Have you ever been called “drumstick”?

The text begins to inform that at the time of the protests Folha de S. Paulo, in his Sunday magazine, tried to explain the new meaning of the old and obese Botekimet snack and explained: “This is São Paulo.” To explain the new meaning of the word interviewed the newspaper people who had already heard of “Trump sticks.” Soon it was a consensus on its importance: “Drumstick” is stressed, the right people, who follow the majority. Conventional and conservative people, in short.

But it was Diário Correio do Brasil, from Curitiba – also 2013 – who presented the best explanation for the word that took over the protests. The journal not only sought the new meaning of the word but its relationship with the manifestations. He joined the sociologist Leonardo Rossato and Portuguese teacher Michel Montanha, who prepared a sociological analysis of the “drumstick” and presented a hypothesis about its origin: “Coxinha, sociologically, is a specific social group that shares certain values.

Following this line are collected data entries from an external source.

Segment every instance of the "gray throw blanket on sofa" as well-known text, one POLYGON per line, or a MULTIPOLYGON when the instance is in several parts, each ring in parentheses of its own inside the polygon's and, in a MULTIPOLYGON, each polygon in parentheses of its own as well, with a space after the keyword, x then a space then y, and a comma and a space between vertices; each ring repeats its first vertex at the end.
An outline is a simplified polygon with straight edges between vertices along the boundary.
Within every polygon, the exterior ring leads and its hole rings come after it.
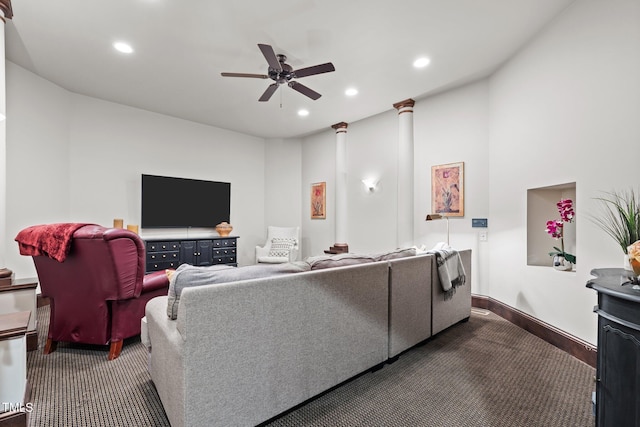
MULTIPOLYGON (((436 248, 438 248, 436 246, 436 248)), ((460 254, 450 246, 432 249, 428 253, 435 254, 438 266, 438 277, 444 291, 444 298, 450 299, 458 286, 465 284, 467 276, 462 265, 460 254)))
POLYGON ((244 267, 232 267, 223 264, 196 267, 189 264, 182 264, 169 278, 167 316, 173 320, 178 317, 178 305, 184 288, 230 283, 240 280, 261 279, 282 274, 302 273, 310 269, 311 266, 309 263, 304 261, 284 264, 256 264, 244 267))

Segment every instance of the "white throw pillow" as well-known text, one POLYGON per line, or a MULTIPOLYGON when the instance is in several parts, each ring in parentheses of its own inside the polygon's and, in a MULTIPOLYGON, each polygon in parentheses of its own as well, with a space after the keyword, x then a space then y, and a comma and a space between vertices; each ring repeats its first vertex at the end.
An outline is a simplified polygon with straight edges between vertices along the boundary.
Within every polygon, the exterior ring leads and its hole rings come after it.
POLYGON ((274 237, 271 239, 270 257, 289 257, 289 252, 296 245, 293 237, 274 237))

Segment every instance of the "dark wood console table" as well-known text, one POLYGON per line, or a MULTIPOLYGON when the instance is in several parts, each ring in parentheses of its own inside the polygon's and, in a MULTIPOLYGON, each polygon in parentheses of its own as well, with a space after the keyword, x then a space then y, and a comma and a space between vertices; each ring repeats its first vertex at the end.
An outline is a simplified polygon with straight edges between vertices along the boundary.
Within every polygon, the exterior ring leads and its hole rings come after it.
POLYGON ((207 266, 226 264, 237 267, 238 236, 200 239, 144 239, 146 272, 178 268, 181 264, 207 266))
POLYGON ((596 425, 640 426, 640 283, 632 271, 591 271, 598 292, 596 425))

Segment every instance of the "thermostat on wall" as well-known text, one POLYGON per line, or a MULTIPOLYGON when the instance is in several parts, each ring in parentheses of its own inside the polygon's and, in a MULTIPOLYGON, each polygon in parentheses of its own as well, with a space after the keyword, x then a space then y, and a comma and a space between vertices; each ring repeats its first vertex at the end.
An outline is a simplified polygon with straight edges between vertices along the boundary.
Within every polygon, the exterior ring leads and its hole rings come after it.
POLYGON ((487 228, 487 218, 472 218, 471 226, 487 228))

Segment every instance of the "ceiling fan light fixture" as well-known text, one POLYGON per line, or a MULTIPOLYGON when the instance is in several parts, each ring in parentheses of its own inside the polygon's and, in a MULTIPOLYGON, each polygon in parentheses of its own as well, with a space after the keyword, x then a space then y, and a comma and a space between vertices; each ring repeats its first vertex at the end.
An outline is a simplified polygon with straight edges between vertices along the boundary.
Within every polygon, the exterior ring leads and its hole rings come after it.
POLYGON ((430 62, 431 60, 429 58, 427 58, 426 56, 422 56, 413 61, 413 66, 416 68, 424 68, 429 65, 430 62))
POLYGON ((300 117, 307 117, 309 115, 309 110, 305 110, 304 108, 301 108, 298 110, 298 115, 300 117))
POLYGON ((131 47, 131 45, 129 43, 125 43, 125 42, 115 42, 113 43, 113 47, 115 50, 117 50, 118 52, 122 52, 122 53, 133 53, 133 48, 131 47))
MULTIPOLYGON (((258 99, 259 102, 268 101, 274 92, 278 89, 278 86, 282 84, 286 84, 291 89, 295 90, 306 96, 307 98, 311 98, 314 101, 319 99, 322 95, 316 92, 315 90, 298 83, 294 79, 300 79, 308 76, 315 76, 316 74, 330 73, 335 71, 335 67, 331 62, 326 62, 324 64, 314 65, 311 67, 300 68, 294 70, 291 65, 285 63, 287 60, 286 55, 276 55, 273 47, 268 44, 258 44, 258 48, 262 52, 262 55, 267 60, 267 64, 269 67, 267 68, 267 74, 250 74, 250 73, 220 73, 222 77, 249 77, 249 78, 258 78, 258 79, 271 79, 275 83, 271 83, 264 91, 262 96, 258 99)), ((307 113, 308 114, 308 113, 307 113)))
POLYGON ((347 90, 344 91, 344 94, 347 96, 356 96, 358 94, 358 89, 355 87, 347 88, 347 90))

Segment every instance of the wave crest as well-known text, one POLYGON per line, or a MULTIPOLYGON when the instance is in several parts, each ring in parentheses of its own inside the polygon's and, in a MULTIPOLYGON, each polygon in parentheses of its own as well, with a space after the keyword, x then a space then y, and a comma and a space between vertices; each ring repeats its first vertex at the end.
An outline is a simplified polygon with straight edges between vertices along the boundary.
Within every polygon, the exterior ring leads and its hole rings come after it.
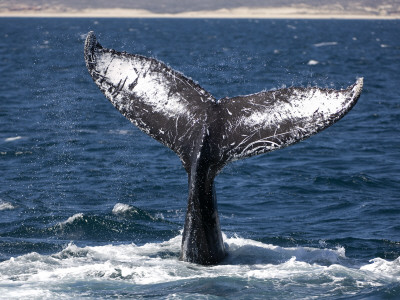
POLYGON ((60 226, 66 225, 66 224, 72 224, 76 220, 83 220, 83 213, 77 213, 77 214, 73 215, 72 217, 69 217, 66 221, 61 222, 60 226))
POLYGON ((112 209, 112 213, 114 215, 123 215, 128 212, 137 213, 137 209, 135 209, 133 206, 130 206, 128 204, 123 204, 123 203, 115 204, 112 209))

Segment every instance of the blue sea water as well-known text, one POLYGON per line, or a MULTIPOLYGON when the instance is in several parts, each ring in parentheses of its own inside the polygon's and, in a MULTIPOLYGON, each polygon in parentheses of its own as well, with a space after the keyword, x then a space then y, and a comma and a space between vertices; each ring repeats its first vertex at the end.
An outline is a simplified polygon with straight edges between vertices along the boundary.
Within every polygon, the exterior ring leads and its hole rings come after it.
POLYGON ((0 19, 0 299, 398 299, 400 21, 0 19), (216 179, 228 257, 179 261, 187 177, 83 59, 86 33, 216 98, 289 86, 359 103, 216 179))

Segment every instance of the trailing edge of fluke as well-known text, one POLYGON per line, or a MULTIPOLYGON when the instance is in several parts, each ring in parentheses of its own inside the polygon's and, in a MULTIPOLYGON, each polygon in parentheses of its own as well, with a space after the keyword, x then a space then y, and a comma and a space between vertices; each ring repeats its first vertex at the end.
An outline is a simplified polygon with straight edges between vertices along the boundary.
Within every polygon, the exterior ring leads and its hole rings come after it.
POLYGON ((103 48, 93 32, 84 56, 115 108, 181 159, 189 184, 181 259, 204 265, 225 256, 214 188, 222 168, 329 127, 356 104, 363 87, 359 78, 343 90, 290 87, 217 100, 154 58, 103 48))

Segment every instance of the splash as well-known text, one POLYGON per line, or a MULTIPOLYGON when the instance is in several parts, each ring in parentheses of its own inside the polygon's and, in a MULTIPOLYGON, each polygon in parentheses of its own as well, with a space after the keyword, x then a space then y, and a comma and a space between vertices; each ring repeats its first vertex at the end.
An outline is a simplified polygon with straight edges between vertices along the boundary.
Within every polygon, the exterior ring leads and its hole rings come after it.
POLYGON ((165 290, 165 297, 181 298, 187 286, 198 290, 212 283, 232 289, 230 296, 235 296, 234 287, 245 282, 250 293, 261 285, 280 295, 290 290, 312 298, 362 294, 400 280, 400 258, 376 258, 359 267, 346 258, 342 247, 285 248, 237 236, 224 240, 228 257, 221 265, 207 267, 179 261, 181 235, 144 245, 78 247, 70 243, 52 255, 33 252, 0 263, 0 289, 6 298, 73 298, 82 293, 95 297, 100 286, 112 290, 115 297, 126 296, 127 289, 135 290, 138 297, 156 289, 165 290))

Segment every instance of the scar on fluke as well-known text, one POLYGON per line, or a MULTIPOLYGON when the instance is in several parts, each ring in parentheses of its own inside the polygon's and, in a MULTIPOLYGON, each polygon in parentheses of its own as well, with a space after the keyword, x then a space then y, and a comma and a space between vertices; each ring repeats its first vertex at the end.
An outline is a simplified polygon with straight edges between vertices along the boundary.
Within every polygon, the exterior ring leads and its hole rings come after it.
POLYGON ((108 100, 143 132, 172 149, 188 174, 181 259, 225 257, 214 178, 228 163, 297 143, 340 120, 360 97, 346 89, 290 87, 215 99, 154 58, 103 48, 89 32, 86 66, 108 100))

Another significance originated in the poor “lunches” by the police in the 1980s, who received such devalued meals that they were nicknamed “Putty Voucher”. Over time, a police officer and the drum became synonymous. Radio and television police programs eventually expand the new meaning of the word to all these police, civilian or military, who are concerned about security above all. I conclude that the “drumsticks” seem to be identified with Sao Paulo, a typical São Paulo phenomenon of those who claim to be conservative or right, not really know what it is to be right, but simply because they do not agree with the PT ideas. As such, the mayor reacted nervously, but he later said that “in a good mood you decay the atmosphere.”